На смену Минькину выходил вперед Ломаченко. Он бодрой поступью, чеканя шаг, отдавал честь полковнику. Затем круто поворачивался ко всем и громовым голосом начинал командовать. Полковник с довольной улыбкой отмечал:
– У вас блестящая перспектива, если в будущем надумаете стать офицером.
Лом с лукавой улыбкой отвечал:
– С детских пеленок мечтаю об этом, товарищ полковник!
Не улавливая нотки иронии в голосе Лома, полковник ставил его всем нам в пример:
– Я готов рекомендовать вас к поступлению в академию.
Лом, нарочито скромно потупив взор, отвечал:
– Буду безмерно счастлив, товарищ полковник!
Забавно выглядел и Карп в роли командира. Согнувшись в три погибели, он нерешительно выходил вперед. Протирал очки и обязательно несколько раз запускал указательный палец правой руки поочередно в каждую ноздрю. Команды подавал монотонно-тоскливым голосом. Было ощущение, что в это время он витал где-то в заоблачной выси.
Полковник морщился и отмечал:
– К сожалению, вы не сможете военную службу сделать былью.
Карп кивал и тяжело вздыхал:
– Это приносит мне невыносимые страдания…
Остальной командный смотр, включая меня, проходил по усредненному баллу, без ярких проявлений способностей к военному делу.
Более живо и интересно проходили занятия по маскировке и инженерному монтажу понтонных переправ.
После окончания института судьба разбросала нас по всей необъятной стране. Большинство осели в ненасытной на архитекторов Москве. Карп и Лом стали маститыми чиновниками в экспертном Управлении при главном архитекторе Москвы. Бравый солдат Минькин посвятил себя высшему архитектурному творчеству. Он участвовал в возрождении Царицына – Сталинграда – Волгограда.
На протяжении последующих десятилетий, при встречах и дружеских объятиях в Союзе архитекторов, на конгрессах и конференциях, мы с ностальгией вспоминали также и эпизоды прохождения военных сборов в подмосковном Нахабино.
«Дипломка “на Трубе”»
Поздней осенью весь наш старший курс был переведен из основного учебного корпуса в «дипломку “на Трубу”». Так называлось второе здание института, расположенное на Трубной площади. Здесь все было приспособлено для учебного процесса выпускных курсов, включая дипломный проект. Напротив дипломки, на другой стороне внутреннего двора размещался популярный ресторан «Узбекистан».

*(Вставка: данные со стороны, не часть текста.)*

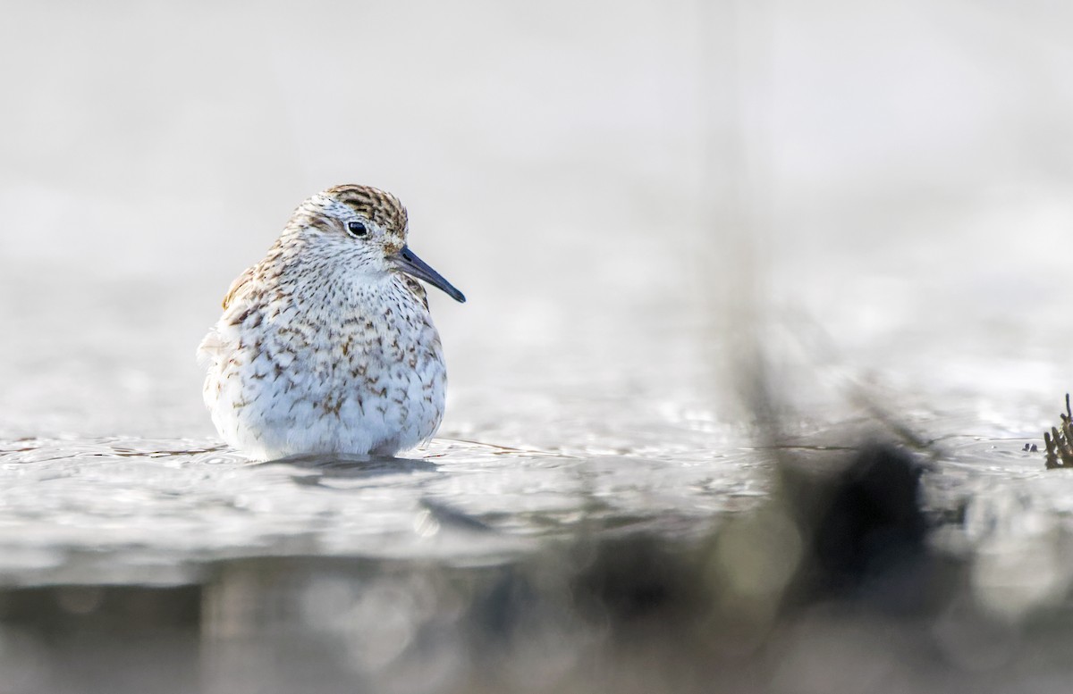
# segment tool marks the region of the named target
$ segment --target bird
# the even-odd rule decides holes
[[[436,434],[446,368],[422,282],[466,297],[408,235],[393,194],[336,185],[303,201],[232,283],[197,347],[229,446],[251,461],[393,456]]]

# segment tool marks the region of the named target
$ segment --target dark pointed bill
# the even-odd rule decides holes
[[[458,303],[466,303],[466,297],[462,296],[462,292],[455,289],[454,285],[444,280],[443,275],[439,272],[429,268],[424,260],[410,250],[410,246],[402,246],[402,251],[395,257],[395,261],[398,263],[399,270],[411,277],[416,277],[423,282],[427,282],[437,289],[442,289],[444,293]]]

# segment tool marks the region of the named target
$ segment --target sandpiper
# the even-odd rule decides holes
[[[466,298],[407,246],[391,193],[337,185],[294,211],[231,285],[197,348],[220,436],[251,459],[413,448],[443,419],[446,371],[425,289]]]

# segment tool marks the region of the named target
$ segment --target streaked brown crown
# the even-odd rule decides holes
[[[324,191],[324,194],[354,209],[388,233],[406,239],[407,213],[399,199],[371,185],[344,184]]]

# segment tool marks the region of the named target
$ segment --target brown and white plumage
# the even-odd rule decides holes
[[[227,443],[255,459],[394,454],[436,433],[446,374],[414,277],[465,298],[407,233],[395,196],[336,186],[304,201],[232,284],[197,350]]]

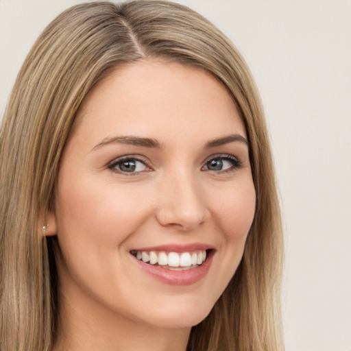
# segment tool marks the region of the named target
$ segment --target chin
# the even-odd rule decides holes
[[[158,328],[187,328],[202,322],[211,311],[214,304],[193,302],[191,304],[173,303],[158,308],[151,321]],[[150,321],[149,315],[149,321]]]

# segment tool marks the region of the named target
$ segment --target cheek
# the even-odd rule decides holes
[[[148,216],[149,197],[136,184],[121,186],[94,176],[76,178],[74,186],[71,183],[70,179],[62,178],[58,187],[59,237],[71,234],[75,240],[84,241],[84,245],[89,239],[120,243]]]
[[[245,243],[254,219],[255,206],[256,192],[252,182],[227,189],[223,193],[215,213],[228,241]]]

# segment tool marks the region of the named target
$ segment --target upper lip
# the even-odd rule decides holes
[[[132,251],[168,251],[171,252],[189,252],[197,250],[213,249],[213,246],[202,243],[191,243],[189,244],[165,244],[157,246],[149,246],[147,247],[138,247]]]

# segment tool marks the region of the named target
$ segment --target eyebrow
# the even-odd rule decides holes
[[[206,147],[215,147],[216,146],[221,146],[234,141],[240,141],[243,143],[247,147],[249,147],[249,142],[247,139],[244,138],[240,134],[230,134],[219,139],[214,139],[206,143]]]
[[[214,139],[206,143],[205,147],[215,147],[230,143],[240,141],[243,143],[247,147],[249,142],[247,140],[239,134],[230,134],[218,139]],[[108,136],[97,144],[93,150],[99,149],[99,147],[108,144],[121,143],[134,146],[141,146],[143,147],[149,147],[155,149],[161,149],[161,144],[156,139],[150,138],[141,138],[139,136]]]
[[[99,149],[108,144],[121,143],[130,145],[142,146],[160,149],[161,145],[156,139],[150,138],[140,138],[138,136],[108,136],[96,145],[93,149]]]

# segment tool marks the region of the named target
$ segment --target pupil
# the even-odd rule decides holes
[[[213,171],[220,171],[223,167],[223,161],[221,160],[211,160],[208,164],[208,169]]]
[[[125,172],[132,172],[136,167],[134,161],[125,161],[121,165],[120,169]]]

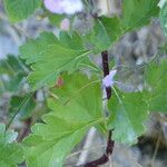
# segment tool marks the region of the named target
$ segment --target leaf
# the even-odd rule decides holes
[[[86,131],[104,122],[99,82],[79,73],[62,78],[62,87],[52,90],[51,97],[56,98],[48,100],[52,111],[43,117],[45,124],[32,127],[32,135],[24,140],[29,167],[62,167],[63,159]]]
[[[165,35],[167,35],[167,3],[165,3],[160,9],[159,19],[160,19],[161,28]]]
[[[117,41],[128,31],[136,30],[148,24],[153,17],[157,17],[159,8],[158,0],[125,0],[122,4],[122,17],[105,18],[100,20],[110,38],[110,45]]]
[[[81,49],[81,46],[75,49],[75,41],[80,42],[78,38],[78,36],[66,38],[66,43],[62,46],[52,33],[43,32],[37,40],[29,40],[20,48],[21,58],[31,65],[29,82],[33,89],[55,86],[60,72],[71,72],[80,60],[88,59],[91,51]]]
[[[6,131],[6,126],[0,125],[0,166],[17,167],[23,161],[23,151],[16,143],[18,134],[12,130]]]
[[[116,92],[108,102],[110,110],[109,128],[118,143],[134,144],[145,132],[144,121],[148,116],[148,106],[143,92]]]
[[[32,14],[41,2],[41,0],[4,0],[4,8],[9,20],[18,22]]]
[[[0,75],[14,76],[16,73],[27,72],[26,66],[13,55],[8,55],[4,59],[0,60]]]
[[[36,105],[33,97],[29,94],[24,96],[14,95],[11,97],[9,102],[9,112],[14,114],[17,111],[20,119],[28,119],[32,116]]]
[[[153,61],[145,70],[146,99],[150,111],[167,111],[167,60]]]

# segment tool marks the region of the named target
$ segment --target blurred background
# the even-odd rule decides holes
[[[107,16],[120,16],[121,2],[122,0],[90,0],[92,9],[98,14]],[[0,0],[0,124],[9,124],[9,118],[11,119],[14,116],[10,108],[14,106],[14,100],[21,101],[28,96],[29,88],[26,77],[29,67],[18,59],[18,47],[28,38],[37,38],[42,31],[53,31],[56,35],[60,29],[68,31],[69,21],[70,19],[67,17],[55,26],[42,16],[42,11],[37,11],[31,18],[11,24],[4,12],[2,0]],[[92,20],[86,12],[72,18],[72,28],[79,32],[85,32],[91,27]],[[153,19],[149,26],[126,33],[109,50],[109,55],[110,59],[115,58],[117,66],[132,67],[147,63],[157,55],[166,58],[166,39],[157,18]],[[100,56],[92,57],[92,59],[101,66]],[[8,72],[2,72],[3,67],[8,69]],[[21,71],[19,71],[20,68]],[[141,77],[139,71],[127,68],[126,70],[120,69],[119,72],[120,78],[118,79],[125,82],[124,89],[131,91],[136,87],[140,88]],[[22,115],[26,112],[24,118],[19,115],[14,117],[14,121],[11,124],[11,128],[19,131],[18,140],[22,140],[29,134],[30,126],[48,111],[45,104],[45,90],[31,95],[29,101],[20,110]],[[35,112],[33,118],[30,117],[32,110]],[[139,137],[137,145],[130,147],[116,144],[111,163],[105,165],[106,167],[109,167],[110,164],[112,164],[112,167],[167,167],[166,115],[153,114],[145,125],[147,127],[146,132]],[[96,159],[102,155],[105,147],[106,140],[92,128],[82,143],[67,157],[66,166],[72,167]]]

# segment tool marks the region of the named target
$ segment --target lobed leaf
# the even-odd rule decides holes
[[[6,126],[0,125],[0,166],[17,167],[23,161],[23,151],[16,143],[18,134],[12,130],[6,131]]]
[[[77,48],[78,45],[78,48]],[[60,40],[50,32],[43,32],[37,40],[29,40],[20,47],[21,58],[31,65],[29,82],[33,89],[42,86],[55,86],[60,72],[71,72],[81,60],[88,59],[91,52],[84,49],[80,37],[65,32]]]
[[[80,73],[62,78],[63,84],[52,90],[48,100],[52,111],[43,117],[45,124],[32,127],[32,134],[24,140],[29,167],[62,167],[63,159],[86,131],[92,126],[102,127],[105,121],[99,82]]]
[[[150,111],[167,111],[167,60],[153,61],[145,70],[146,99]]]
[[[143,92],[116,92],[108,102],[109,128],[114,140],[134,144],[145,132],[144,121],[148,116],[147,101]]]

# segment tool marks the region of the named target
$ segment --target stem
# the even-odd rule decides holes
[[[104,77],[106,77],[107,75],[109,75],[108,51],[102,51],[101,58],[102,58]],[[106,88],[106,94],[107,94],[107,99],[109,100],[111,97],[111,87]],[[108,163],[115,146],[115,141],[111,139],[111,136],[112,136],[112,130],[109,130],[105,154],[100,158],[87,163],[80,167],[98,167],[99,165],[104,165]]]
[[[104,77],[106,77],[107,75],[109,75],[108,52],[102,51],[101,57],[102,57]],[[106,88],[106,94],[107,94],[107,99],[109,100],[111,97],[111,87]]]

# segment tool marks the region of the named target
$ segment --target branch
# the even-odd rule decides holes
[[[101,57],[102,57],[104,77],[106,77],[107,75],[109,75],[108,52],[102,51]],[[106,94],[107,94],[107,99],[109,100],[111,97],[111,87],[106,88]]]
[[[101,57],[102,57],[104,77],[106,77],[107,75],[109,75],[108,52],[102,51]],[[107,94],[107,99],[109,100],[111,97],[111,87],[106,88],[106,94]],[[85,165],[81,165],[80,167],[98,167],[99,165],[104,165],[109,161],[109,157],[111,156],[115,146],[115,141],[111,139],[111,135],[112,135],[112,130],[109,130],[107,148],[105,154],[100,158],[87,163]]]

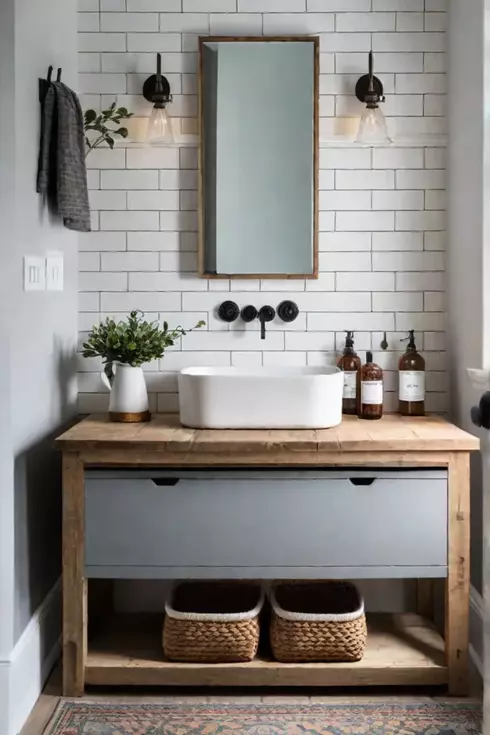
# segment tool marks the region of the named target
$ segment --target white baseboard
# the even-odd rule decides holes
[[[0,732],[18,735],[61,648],[61,579],[44,598],[14,650],[0,661]]]
[[[476,587],[470,592],[470,658],[483,678],[483,597]]]

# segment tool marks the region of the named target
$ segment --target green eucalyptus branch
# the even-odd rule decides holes
[[[126,321],[115,322],[106,319],[95,325],[83,344],[84,357],[101,357],[105,365],[121,362],[139,367],[152,360],[158,360],[168,347],[184,337],[193,329],[204,327],[200,321],[192,329],[175,327],[169,329],[168,323],[147,322],[142,311],[132,311]]]
[[[90,151],[93,151],[95,148],[99,148],[101,145],[104,144],[108,145],[111,149],[114,148],[114,136],[127,138],[127,128],[125,128],[124,126],[118,128],[110,126],[119,125],[121,120],[130,118],[132,116],[133,113],[128,112],[125,107],[116,108],[115,102],[113,102],[107,110],[102,110],[100,115],[97,115],[95,110],[87,110],[83,117],[85,144],[87,146],[85,156],[88,156]],[[87,132],[90,130],[100,133],[100,135],[97,138],[90,138],[87,135]]]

Для нас это было невыгодное соседство. Раздражающие запахи аппетитной узбекской кухни неотступно преследовали вечно голодных студентов в самых отдаленных закутках дипломки. Невыносимо становилось в теплые месяцы года. На ухоженную лужайку, недалеко от наших открытых окон, выносились столы под разноцветными зонтиками. Ресторан посещали состоятельные клиенты. Цены там были недосягаемые для простых смертных. Между столиками важно расхаживал директор. Он напоминал самодовольного толстого борова в яркой тюбетейке и красочно расшитом халате. Фамилия его была Розамбаев. Мы несколько раз обращались к нему с просьбами организовать недорогое, доступное студентам питание, когда в ресторане нет других посетителей. Но получали презрительный отказ. В отместку при каждом удобном случае хором выкрикивали хлесткие эпиграммы в его адрес. Он в ярости размахивал кулаками и посылал нам проклятия на корявом русском языке. К счастью, его вскоре сменил новый директор, с которым мы нашли общий язык. Он нас подкармливал по доступной цене. Хоть и «объедками с барского стола», но зато вкусно и сытно.
Дипломка была завершающим этапом шестилетнего вхождения в профессию архитектора. Впереди – восхождение по ее крутым ступеням. Уверенность, что я готов к этому, подкреплялась опытом преодоления трудностей и полученными учебными и трудовыми навыками.
А пока я ежедневно с Тихого тупика мчался в шумную дипломку. Из нее, на лекции маститых профессоров, все перемещались в аудиторию главного учебного корпуса. Несмотря на плотный график учебы, студенты успевали влюбляться и даже до окончания института заводить семьи. У многих (к счастью или несчастью) имелось надежное родительское подспорье. У других, таких как мы с Ильей, этого не было. Тем не менее инстинкт и молодость брали свое.